Denkena Berend, Klemme Heinrich, Stiehl Tobias H
Institute of Production Engineering and Machine Tools, Leibniz Universität Hannover, 30823 Garbsen, Germany.
Data Brief. 2023 Sep 14;50:109574. doi: 10.1016/j.dib.2023.109574. eCollection 2023 Oct.

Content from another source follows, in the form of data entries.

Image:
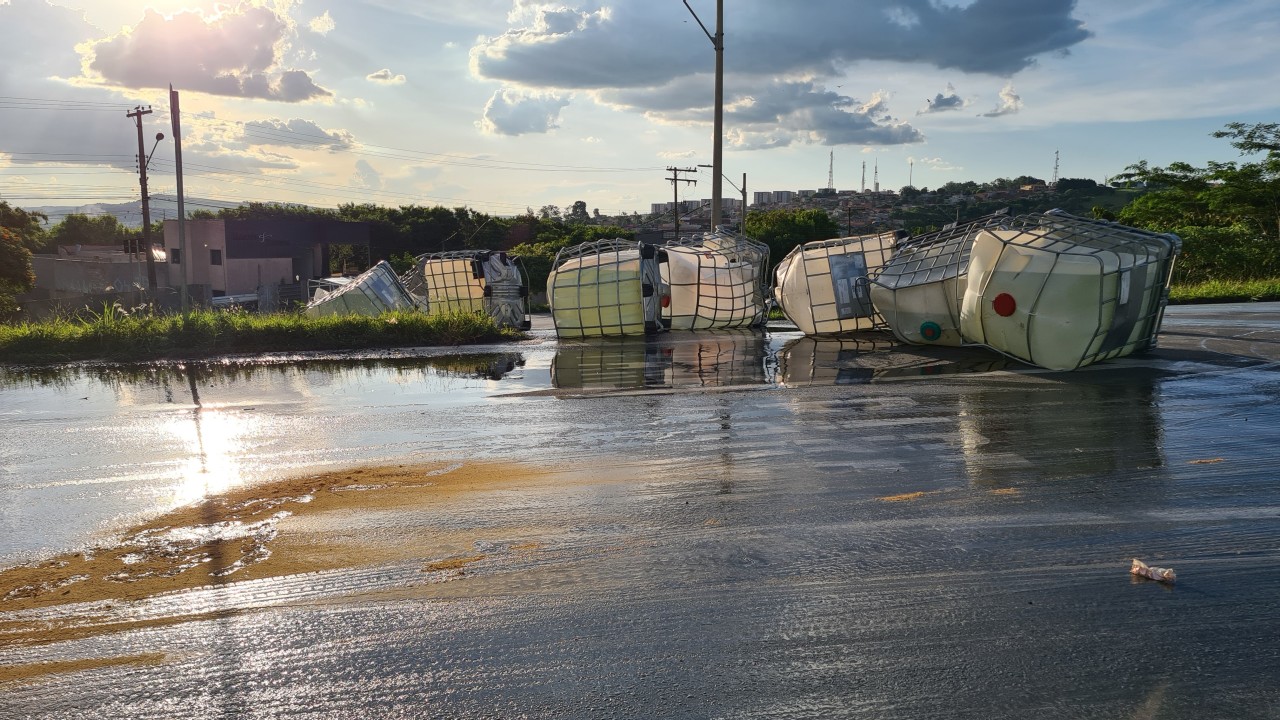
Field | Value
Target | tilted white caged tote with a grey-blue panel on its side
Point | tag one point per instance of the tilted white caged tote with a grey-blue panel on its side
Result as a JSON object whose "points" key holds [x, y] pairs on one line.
{"points": [[825, 286]]}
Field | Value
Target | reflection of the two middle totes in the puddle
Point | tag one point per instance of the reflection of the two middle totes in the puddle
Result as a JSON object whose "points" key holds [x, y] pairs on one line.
{"points": [[669, 361]]}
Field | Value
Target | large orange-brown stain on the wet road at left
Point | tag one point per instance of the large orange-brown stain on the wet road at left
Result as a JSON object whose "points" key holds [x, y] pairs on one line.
{"points": [[268, 531]]}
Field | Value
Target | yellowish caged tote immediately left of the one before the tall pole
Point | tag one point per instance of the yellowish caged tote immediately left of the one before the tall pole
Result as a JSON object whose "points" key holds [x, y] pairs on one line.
{"points": [[605, 289]]}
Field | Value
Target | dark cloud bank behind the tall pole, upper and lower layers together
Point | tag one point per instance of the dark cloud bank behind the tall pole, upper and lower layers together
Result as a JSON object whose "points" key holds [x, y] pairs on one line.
{"points": [[610, 52]]}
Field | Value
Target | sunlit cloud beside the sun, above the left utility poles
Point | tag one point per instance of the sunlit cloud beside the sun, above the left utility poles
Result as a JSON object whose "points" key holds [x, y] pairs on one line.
{"points": [[237, 53]]}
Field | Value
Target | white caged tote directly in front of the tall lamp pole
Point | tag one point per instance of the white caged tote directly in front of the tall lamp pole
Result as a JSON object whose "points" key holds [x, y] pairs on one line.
{"points": [[714, 282]]}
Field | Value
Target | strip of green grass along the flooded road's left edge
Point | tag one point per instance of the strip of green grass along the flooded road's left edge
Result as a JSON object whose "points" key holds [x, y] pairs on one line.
{"points": [[117, 336]]}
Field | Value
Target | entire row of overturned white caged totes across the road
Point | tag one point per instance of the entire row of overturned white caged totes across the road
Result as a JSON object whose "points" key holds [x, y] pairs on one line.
{"points": [[1050, 289]]}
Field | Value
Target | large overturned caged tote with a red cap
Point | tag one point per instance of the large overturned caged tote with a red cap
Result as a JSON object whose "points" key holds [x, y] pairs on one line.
{"points": [[1063, 293]]}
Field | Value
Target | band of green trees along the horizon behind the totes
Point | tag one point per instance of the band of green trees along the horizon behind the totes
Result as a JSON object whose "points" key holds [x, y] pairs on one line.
{"points": [[1228, 216]]}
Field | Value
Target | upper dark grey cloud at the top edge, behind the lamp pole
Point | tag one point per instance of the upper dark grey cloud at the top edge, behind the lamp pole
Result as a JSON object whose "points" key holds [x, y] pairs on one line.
{"points": [[632, 43]]}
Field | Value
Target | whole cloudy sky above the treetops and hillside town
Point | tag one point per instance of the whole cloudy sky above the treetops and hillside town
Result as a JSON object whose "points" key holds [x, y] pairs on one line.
{"points": [[506, 106]]}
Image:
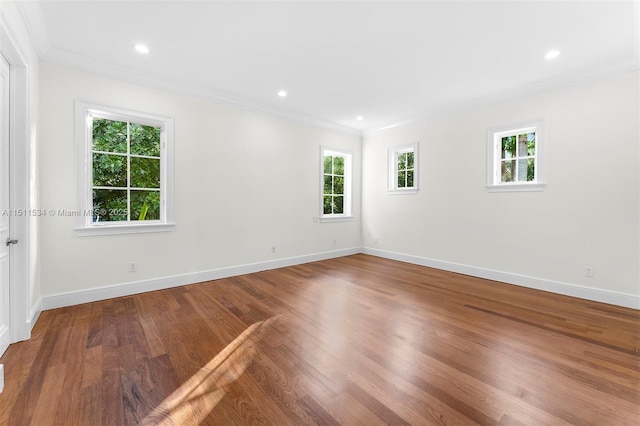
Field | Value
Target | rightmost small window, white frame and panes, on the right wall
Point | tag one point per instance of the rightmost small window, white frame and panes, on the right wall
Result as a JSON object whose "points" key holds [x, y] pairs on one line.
{"points": [[514, 158]]}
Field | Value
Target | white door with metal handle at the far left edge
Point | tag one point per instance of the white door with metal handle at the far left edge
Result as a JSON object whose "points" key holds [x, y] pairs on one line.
{"points": [[5, 213]]}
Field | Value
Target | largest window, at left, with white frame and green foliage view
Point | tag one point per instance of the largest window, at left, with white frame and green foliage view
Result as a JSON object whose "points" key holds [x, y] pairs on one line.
{"points": [[125, 175]]}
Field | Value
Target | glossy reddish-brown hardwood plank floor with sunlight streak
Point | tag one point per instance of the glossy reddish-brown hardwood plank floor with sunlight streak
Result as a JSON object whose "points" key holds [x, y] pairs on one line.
{"points": [[356, 341]]}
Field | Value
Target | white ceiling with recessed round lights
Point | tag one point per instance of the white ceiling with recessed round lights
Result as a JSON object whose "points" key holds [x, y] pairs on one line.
{"points": [[390, 62]]}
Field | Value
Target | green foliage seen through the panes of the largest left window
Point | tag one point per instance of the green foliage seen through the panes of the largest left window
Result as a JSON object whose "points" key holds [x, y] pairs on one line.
{"points": [[126, 171]]}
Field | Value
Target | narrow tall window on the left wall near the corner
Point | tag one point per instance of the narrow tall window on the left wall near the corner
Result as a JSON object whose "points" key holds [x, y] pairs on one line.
{"points": [[336, 184]]}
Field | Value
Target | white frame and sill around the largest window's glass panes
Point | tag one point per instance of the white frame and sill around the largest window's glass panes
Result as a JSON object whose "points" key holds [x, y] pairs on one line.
{"points": [[84, 147]]}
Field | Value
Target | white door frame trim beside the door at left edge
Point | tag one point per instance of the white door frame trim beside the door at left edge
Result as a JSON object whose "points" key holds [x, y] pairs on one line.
{"points": [[22, 176]]}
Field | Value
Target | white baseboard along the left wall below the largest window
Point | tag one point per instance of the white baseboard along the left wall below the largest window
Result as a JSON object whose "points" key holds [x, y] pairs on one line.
{"points": [[102, 293]]}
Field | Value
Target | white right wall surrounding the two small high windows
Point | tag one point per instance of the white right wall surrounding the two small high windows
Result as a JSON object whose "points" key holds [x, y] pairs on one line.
{"points": [[588, 214]]}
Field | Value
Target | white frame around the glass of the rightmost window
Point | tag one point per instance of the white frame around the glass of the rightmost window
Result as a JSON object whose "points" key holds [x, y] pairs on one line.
{"points": [[494, 136]]}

Machining is an essential part of modern manufacturing. During machining, the wear of cutting tools increases, eventually impairing product quality and process stability. Determining when to change a tool to avoid these consequences, while still utilizing most of a tool's lifetime is challenging, as the tool lifetime can vary by more than 100% despite constant process parameters [1]. To account for these variations, all tools are usually changed after a predefined period of time. However, this strategy wastes a significant proportion of the remaining lifetime of most tools. By monitoring the wear of tools, all tools can potentially be used until their individual end of life. Research, development, and assessment of such monitoring methods require large amounts of data. Nevertheless, only very few datasets are publicly available. The presented dataset provides labeled, multivariate time series data of milling processes with varying tool wear and for varying machine tools. The width of the flank wear land VB is used as a degradation metric. A total of nine end milling cutters were worn from an unused state to end of life (VB ≈ 150 µm) in 3-axis shoulder milling of cast iron 600-3/S. The tools were of the same model (solid carbide end milling cutter, 4 edges, coated with TiN-TiAlN) but from different batches. Experiments were conducted on three different 5-axis milling centers of a similar size. Workpieces, experimental setups, and process parameters were identical on all of the machine tools. The process forces were recorded with a dynamometer with a sample rate of 25 kHz. The force or torque of the spindle and feed drives, as well as the position control deviation of feed drives, were recorded from the machine tool controls with a sample rate of 500 Hz. The dataset holds a total of 6,418 files labeled with the wear (VB), machine tool (M), tool (T), run (R), and cumulated tool contact time (C). This data could be used to identify signal features that are sensitive to wear, to investigate methods for tool wear estimation and tool life prediction, or to examine transfer learning strategies. The data thereby facilitates research in tool condition monitoring and predictive maintenance in the domain of production technology.
机械加工是现代制造业的重要组成部分。在机械加工过程中,刀具的磨损会加剧,最终影响产品质量和加工过程的稳定性。尽管加工参数不变,但刀具寿命的变化可能超过100%[1],因此确定何时更换刀具以避免这些后果,同时仍能充分利用刀具的大部分使用寿命,具有挑战性。为了考虑这些变化,通常在预定义的时间段后更换所有刀具。然而,这种策略浪费了大多数刀具剩余寿命的很大一部分。通过监测刀具的磨损情况,所有刀具都有可能一直使用到其各自的使用寿命结束。对此类监测方法的研究、开发和评估需要大量数据。然而,公开可用的数据集却非常少。本文所提供的数据集包含了具有不同刀具磨损情况和不同机床的铣削加工的带标签多变量时间序列数据。后刀面磨损带宽度VB被用作退化指标。在对铸铁600-3/S进行三轴侧铣时,总共9个立铣刀从未使用状态磨损至使用寿命结束(VB≈150μm)。这些刀具型号相同(整体硬质合金立铣刀,4刃,涂有TiN-TiAlN涂层),但批次不同。实验在三个尺寸相近的不同五轴铣削中心进行。所有机床上的工件、实验装置和加工参数均相同。使用测力计以25kHz的采样率记录加工力。从机床控制系统以500Hz的采样率记录主轴和进给驱动的力或扭矩以及进给驱动的位置控制偏差。该数据集总共包含6418个文件,标签包括磨损情况(VB)、机床(M)、刀具(T)、运行次数(R)和刀具累计接触时间(C)。这些数据可用于识别对磨损敏感的信号特征,研究刀具磨损估计和刀具寿命预测方法,或检验迁移学习策略。因此,这些数据有助于生产技术领域中刀具状态监测和预测性维护的研究。